It's been about a week since I've taken the time to put some thoughts into writing. I've been consumed with finishing classes, creating curriculum, and prepping for all the different classes I'm facilitating during this time. Frankly, I'm exhausted. I did overextend myself a little bit so when I start to complain or feel overwhelmed, I need to remember that it's all self-induced.
During this time of transition and change in my life, it's been curious how many training jobs have just appeared. It's like the entire universe is telling me -- you are meant to teach. People respond to my classes, say that they take away a lot, and that I make a difference. I know that I am using my so many of my gifts to serve others as well. So why don't I feel great fulfillment from this? Why don't I live for teaching? I don't hate it. I don't particularly live for it either. It's just something that I do. And it bothers me that I don't receive more satisfaction from it.
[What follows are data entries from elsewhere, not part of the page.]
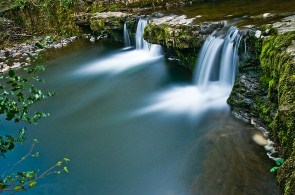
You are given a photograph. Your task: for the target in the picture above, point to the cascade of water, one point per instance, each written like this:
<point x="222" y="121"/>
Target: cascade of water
<point x="218" y="53"/>
<point x="126" y="36"/>
<point x="142" y="44"/>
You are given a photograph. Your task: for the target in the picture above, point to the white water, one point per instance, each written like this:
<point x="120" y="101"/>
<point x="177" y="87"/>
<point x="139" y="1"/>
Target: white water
<point x="126" y="59"/>
<point x="214" y="78"/>
<point x="126" y="36"/>
<point x="218" y="53"/>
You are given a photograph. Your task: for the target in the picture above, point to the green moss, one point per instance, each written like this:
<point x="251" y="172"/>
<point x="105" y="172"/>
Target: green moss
<point x="278" y="75"/>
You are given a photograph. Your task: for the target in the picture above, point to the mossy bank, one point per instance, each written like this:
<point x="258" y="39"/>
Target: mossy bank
<point x="268" y="93"/>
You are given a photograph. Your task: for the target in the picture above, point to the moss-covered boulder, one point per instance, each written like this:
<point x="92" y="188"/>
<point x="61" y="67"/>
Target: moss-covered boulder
<point x="107" y="21"/>
<point x="273" y="61"/>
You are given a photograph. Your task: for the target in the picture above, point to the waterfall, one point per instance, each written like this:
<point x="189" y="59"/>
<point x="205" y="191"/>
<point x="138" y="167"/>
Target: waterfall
<point x="126" y="36"/>
<point x="142" y="44"/>
<point x="218" y="53"/>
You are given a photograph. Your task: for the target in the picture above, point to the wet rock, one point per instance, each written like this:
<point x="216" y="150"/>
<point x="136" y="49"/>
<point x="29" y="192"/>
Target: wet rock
<point x="286" y="25"/>
<point x="92" y="39"/>
<point x="108" y="21"/>
<point x="82" y="19"/>
<point x="179" y="31"/>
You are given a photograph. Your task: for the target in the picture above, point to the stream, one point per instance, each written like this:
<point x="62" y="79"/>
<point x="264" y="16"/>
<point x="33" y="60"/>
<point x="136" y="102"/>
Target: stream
<point x="128" y="130"/>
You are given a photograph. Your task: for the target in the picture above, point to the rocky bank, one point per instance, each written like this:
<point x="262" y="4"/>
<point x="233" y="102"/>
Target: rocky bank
<point x="264" y="91"/>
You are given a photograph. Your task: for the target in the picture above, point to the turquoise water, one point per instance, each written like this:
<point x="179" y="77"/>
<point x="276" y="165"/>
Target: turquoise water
<point x="96" y="121"/>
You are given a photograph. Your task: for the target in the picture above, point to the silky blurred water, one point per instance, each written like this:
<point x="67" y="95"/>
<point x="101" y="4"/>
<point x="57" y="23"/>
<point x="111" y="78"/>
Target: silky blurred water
<point x="139" y="129"/>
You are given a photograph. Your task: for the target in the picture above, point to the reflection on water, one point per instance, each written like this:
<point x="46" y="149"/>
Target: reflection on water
<point x="251" y="10"/>
<point x="165" y="152"/>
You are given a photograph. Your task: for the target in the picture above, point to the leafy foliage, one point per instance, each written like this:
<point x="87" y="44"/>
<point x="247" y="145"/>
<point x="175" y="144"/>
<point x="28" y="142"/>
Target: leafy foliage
<point x="17" y="95"/>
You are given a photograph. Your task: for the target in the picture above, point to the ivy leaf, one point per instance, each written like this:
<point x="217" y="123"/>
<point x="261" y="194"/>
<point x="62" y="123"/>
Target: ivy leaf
<point x="66" y="169"/>
<point x="11" y="73"/>
<point x="274" y="169"/>
<point x="279" y="162"/>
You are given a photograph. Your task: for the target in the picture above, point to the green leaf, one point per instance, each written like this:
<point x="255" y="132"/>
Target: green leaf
<point x="274" y="169"/>
<point x="11" y="73"/>
<point x="32" y="184"/>
<point x="279" y="162"/>
<point x="59" y="163"/>
<point x="18" y="188"/>
<point x="66" y="169"/>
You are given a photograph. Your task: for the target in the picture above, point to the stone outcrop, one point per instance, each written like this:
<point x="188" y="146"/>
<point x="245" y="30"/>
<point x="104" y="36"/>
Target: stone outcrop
<point x="264" y="90"/>
<point x="108" y="21"/>
<point x="179" y="31"/>
<point x="180" y="37"/>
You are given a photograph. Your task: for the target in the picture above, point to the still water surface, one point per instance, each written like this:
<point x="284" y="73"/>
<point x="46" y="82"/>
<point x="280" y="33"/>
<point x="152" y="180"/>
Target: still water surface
<point x="117" y="149"/>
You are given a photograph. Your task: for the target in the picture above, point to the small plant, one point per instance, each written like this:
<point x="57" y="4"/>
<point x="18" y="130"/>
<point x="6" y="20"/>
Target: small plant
<point x="279" y="162"/>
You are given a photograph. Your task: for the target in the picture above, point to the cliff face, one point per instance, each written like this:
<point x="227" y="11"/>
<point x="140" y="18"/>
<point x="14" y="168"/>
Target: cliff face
<point x="265" y="89"/>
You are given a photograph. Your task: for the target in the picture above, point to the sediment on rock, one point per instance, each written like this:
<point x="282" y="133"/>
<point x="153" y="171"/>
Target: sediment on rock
<point x="272" y="99"/>
<point x="180" y="38"/>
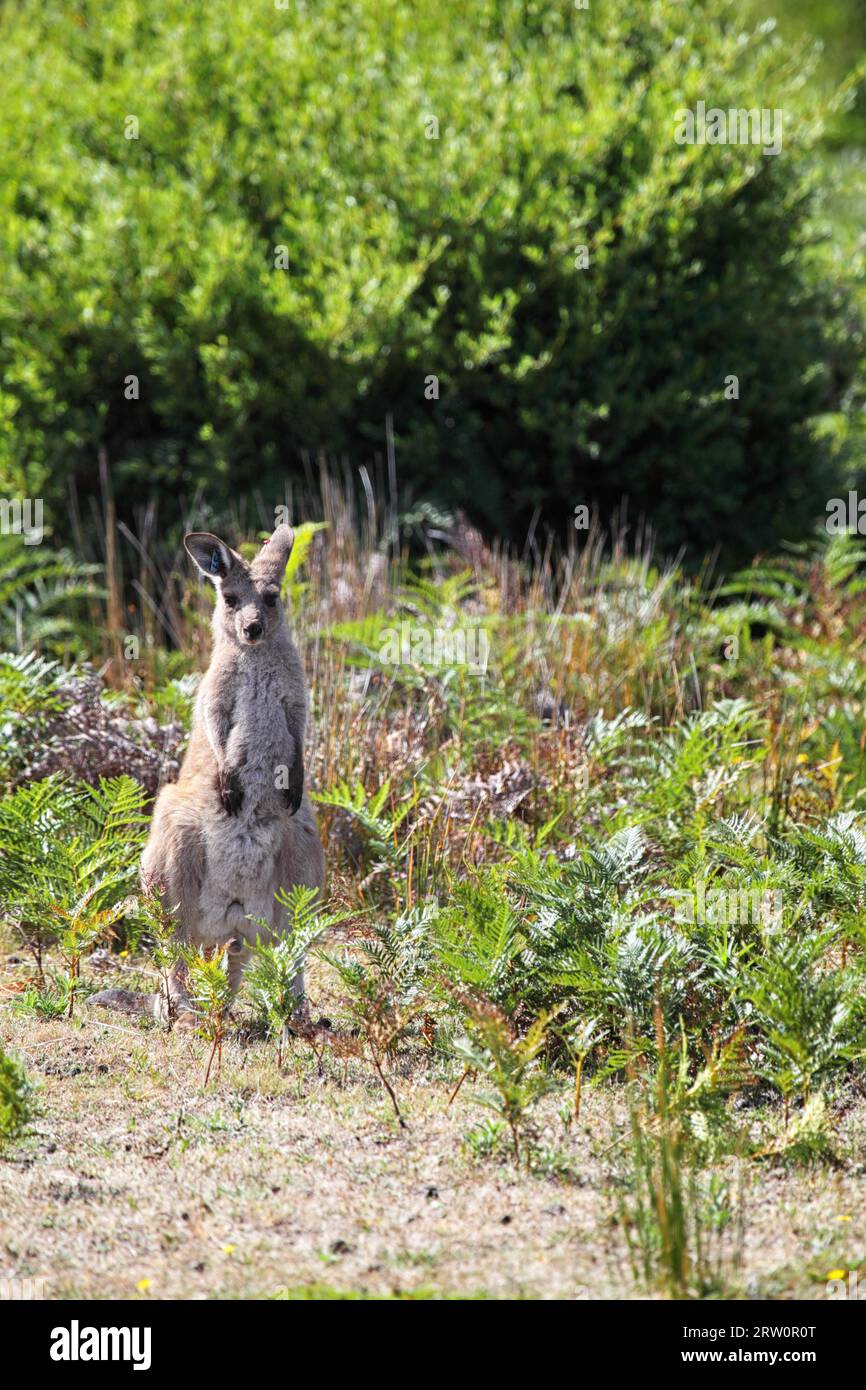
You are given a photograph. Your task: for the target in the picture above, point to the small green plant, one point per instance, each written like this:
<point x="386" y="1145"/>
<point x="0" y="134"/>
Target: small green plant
<point x="17" y="1105"/>
<point x="211" y="993"/>
<point x="273" y="975"/>
<point x="49" y="998"/>
<point x="581" y="1037"/>
<point x="677" y="1211"/>
<point x="508" y="1062"/>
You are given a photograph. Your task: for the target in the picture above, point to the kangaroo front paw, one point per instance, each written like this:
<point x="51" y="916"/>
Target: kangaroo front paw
<point x="293" y="792"/>
<point x="231" y="792"/>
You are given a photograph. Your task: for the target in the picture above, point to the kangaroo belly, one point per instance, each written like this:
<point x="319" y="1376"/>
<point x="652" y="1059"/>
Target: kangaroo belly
<point x="241" y="855"/>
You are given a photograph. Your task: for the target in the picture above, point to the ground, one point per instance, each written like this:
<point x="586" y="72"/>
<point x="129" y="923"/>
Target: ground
<point x="141" y="1182"/>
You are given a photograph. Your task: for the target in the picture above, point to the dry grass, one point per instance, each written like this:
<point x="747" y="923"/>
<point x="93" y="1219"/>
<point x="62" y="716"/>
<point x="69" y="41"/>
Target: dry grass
<point x="139" y="1182"/>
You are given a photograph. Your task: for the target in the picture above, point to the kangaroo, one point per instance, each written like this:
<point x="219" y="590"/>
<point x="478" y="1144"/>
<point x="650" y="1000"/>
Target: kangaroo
<point x="238" y="823"/>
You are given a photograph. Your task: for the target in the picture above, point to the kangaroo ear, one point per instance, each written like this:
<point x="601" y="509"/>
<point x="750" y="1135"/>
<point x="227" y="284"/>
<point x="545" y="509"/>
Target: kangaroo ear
<point x="274" y="555"/>
<point x="210" y="553"/>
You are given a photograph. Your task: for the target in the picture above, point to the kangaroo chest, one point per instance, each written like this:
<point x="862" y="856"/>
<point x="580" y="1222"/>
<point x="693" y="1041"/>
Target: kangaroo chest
<point x="259" y="744"/>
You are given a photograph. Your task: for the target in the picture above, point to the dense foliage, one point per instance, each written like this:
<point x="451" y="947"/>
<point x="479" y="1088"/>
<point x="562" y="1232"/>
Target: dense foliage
<point x="299" y="136"/>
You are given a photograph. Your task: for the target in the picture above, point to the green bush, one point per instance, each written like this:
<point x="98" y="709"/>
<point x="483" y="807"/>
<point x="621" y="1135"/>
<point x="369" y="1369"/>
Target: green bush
<point x="307" y="128"/>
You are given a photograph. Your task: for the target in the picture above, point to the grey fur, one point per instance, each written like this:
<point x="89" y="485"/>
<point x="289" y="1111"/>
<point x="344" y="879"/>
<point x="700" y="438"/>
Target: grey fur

As I ponder about this, I remind myself that right now, it's OK that I'm not filled with joy about teaching. It doesn't affect the quality of the information I present or my teaching. I am so committed to making sure that everyone leaves with at least one nugget of information that they can use. This is where I'm meant to be. I believe that God has placed me back in the classroom to remind me that I serve God and my neighbor in many ways. After my experience, I truly needed that whack in the middle of the forehead saying you are precious and good. I contribute to the Kingdom of God on earth by exposing people to new and different ideas, giving them the confidence to try new skills and think in new ways. This is a good place for me to be on my life journey right now. I may not be overflowing with joy and gladness, but I am content. Not complacent by any means, just content and satisfied. It's a like an oasis in the desert. My journey is not complete and that's a good thing.